| By Milton Olupot |
THE purchase of the eight fighter jets and other military hardware is partly in preparation for the start of oil production in the Lake Albert region UPDF spokesman Lt. Col. Felix Kulayigye said yesterday.
The National Resistance Movement caucus last week endorsed plans by the government to purchase new fighter planes and tanks to guard against possible threats and attacks. An estimated $740m (about sh1.7trillion) will be spent on the purchase.
The Wall Street Journal on Thursday linked the purchase of the jets to prepa¬ration for the start of oil production in the Lake Albert region, along the Ugandan border with restive eastern Congo, gov¬ernment officials said.
The Journal quoted the information and national guidance minister, Kabakumba Masiko, as saying: “The jets and military hardware will enable the country to deal with any ‘eventuality’ relating to rising security threats. Every country needs to be well equipped to defend its strategic interests,” she said.
Reacting to the story on Saturday, Army Spokesman Lt. Col. Felix Kulayigye said: “When you are dealing with national de¬fence, the army is in-charge of protecting the wealth of the country that includes national resources like oil, other minerals and cultural heritage.
“Acquiring a high air force capacity is in line with that defence policy of protecting territorial integrity and wealth. However, I need to add that this is not a threat to our neighbours. Our policy is defensive and not offensive or aggressive,” he said.

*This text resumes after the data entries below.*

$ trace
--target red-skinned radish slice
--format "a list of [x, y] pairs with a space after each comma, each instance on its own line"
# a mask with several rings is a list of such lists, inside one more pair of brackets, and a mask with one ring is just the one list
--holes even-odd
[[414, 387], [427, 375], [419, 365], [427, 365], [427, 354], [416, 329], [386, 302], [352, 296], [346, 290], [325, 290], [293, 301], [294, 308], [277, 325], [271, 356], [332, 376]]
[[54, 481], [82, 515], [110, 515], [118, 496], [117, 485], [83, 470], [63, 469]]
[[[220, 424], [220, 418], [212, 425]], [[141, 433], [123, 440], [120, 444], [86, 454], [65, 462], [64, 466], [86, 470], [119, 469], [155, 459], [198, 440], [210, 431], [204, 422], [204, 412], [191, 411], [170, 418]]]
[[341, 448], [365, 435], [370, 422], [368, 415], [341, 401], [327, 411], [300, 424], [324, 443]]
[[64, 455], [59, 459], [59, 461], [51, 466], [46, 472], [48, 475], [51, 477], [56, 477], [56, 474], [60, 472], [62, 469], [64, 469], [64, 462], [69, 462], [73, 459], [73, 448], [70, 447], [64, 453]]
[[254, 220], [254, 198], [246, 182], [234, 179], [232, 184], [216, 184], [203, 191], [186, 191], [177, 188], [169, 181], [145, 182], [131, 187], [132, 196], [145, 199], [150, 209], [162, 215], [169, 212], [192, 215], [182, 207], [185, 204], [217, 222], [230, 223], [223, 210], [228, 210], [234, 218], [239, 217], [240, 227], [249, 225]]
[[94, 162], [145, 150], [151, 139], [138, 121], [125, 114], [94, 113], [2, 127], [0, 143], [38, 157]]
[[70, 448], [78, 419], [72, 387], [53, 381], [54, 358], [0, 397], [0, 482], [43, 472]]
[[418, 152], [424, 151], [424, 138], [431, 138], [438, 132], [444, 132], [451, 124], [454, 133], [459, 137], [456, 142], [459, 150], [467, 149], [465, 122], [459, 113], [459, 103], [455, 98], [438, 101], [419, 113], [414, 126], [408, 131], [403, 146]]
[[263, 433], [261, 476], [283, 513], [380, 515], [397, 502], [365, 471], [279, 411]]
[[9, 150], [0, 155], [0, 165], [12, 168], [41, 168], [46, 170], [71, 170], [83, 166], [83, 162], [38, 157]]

He, however, denied that the Uganda was building a new army base in Hoima, near the shores of Lake Albert as re¬ported by the Journal, saying that it is not only oil that must be protected, but also other national resources.
“The oil is already protected we are not just waking up today to build up the defence. We are only enhancing our capabilities,” he stressed.
The defence ministry has so far paid $446m (sh1trillion) to unidentified sup¬plier for the jets and tanks. Sources have however, said both the jets and tanks, are likely to be purchased from Russia.
Initial payment was made around December last year, and according to intelligence sources at least $446m has been paid so far.
The Wall Street Journal quotes Ugandan Intelligence officials as saying that Ugan¬da is facing rising threats stemming from neighbouring South Sudan’s impending secession from Khartoum, following an independence vote.
South Sudan’s administration has al¬ready accused the Sudanese government of arming militias in the disputed Abyei region. Uganda traditionally has been an ally of South Sudan, which is set to become independent in July.
The Journal reported that Uganda also fears possible incursions from the lawless eastern Congo, which borders the Lake Albert oil region in western Uganda. U.K.-based Tullow Oil PLC, France’s Total SA and China’s Cnooc Ltd, are preparing to start a $10b project there to develop Uganda’s oil fields this year.
Tullow last week announced that it would pay at least $469m (about sh1trillion) to Uganda government as tax-related payments, as a result of its takeover of Heritage Oil PLC’s stakes in the country, as well as the sale of a third of its interests to Cnooc and Total.
Kulayigye said on Saturday that the military is mandated to protect and de¬fend the territorial integrity of the country as well as defend the constitution of the mother country.
The possession of enormous national resources he said attracts vultures that want to grab what is available and if you stupidly look on, you should be ready to be a sad witness as your wealth is being parceled out between those with the means.
“If we want to remain an independent nation, pleasant to all nationals, with its development and a secure future for generations to come we must build capability and capacity,” the army spokes¬man said Building military capability is not necessarily preparation to go to war, but it also acts as deterrence against the wolves.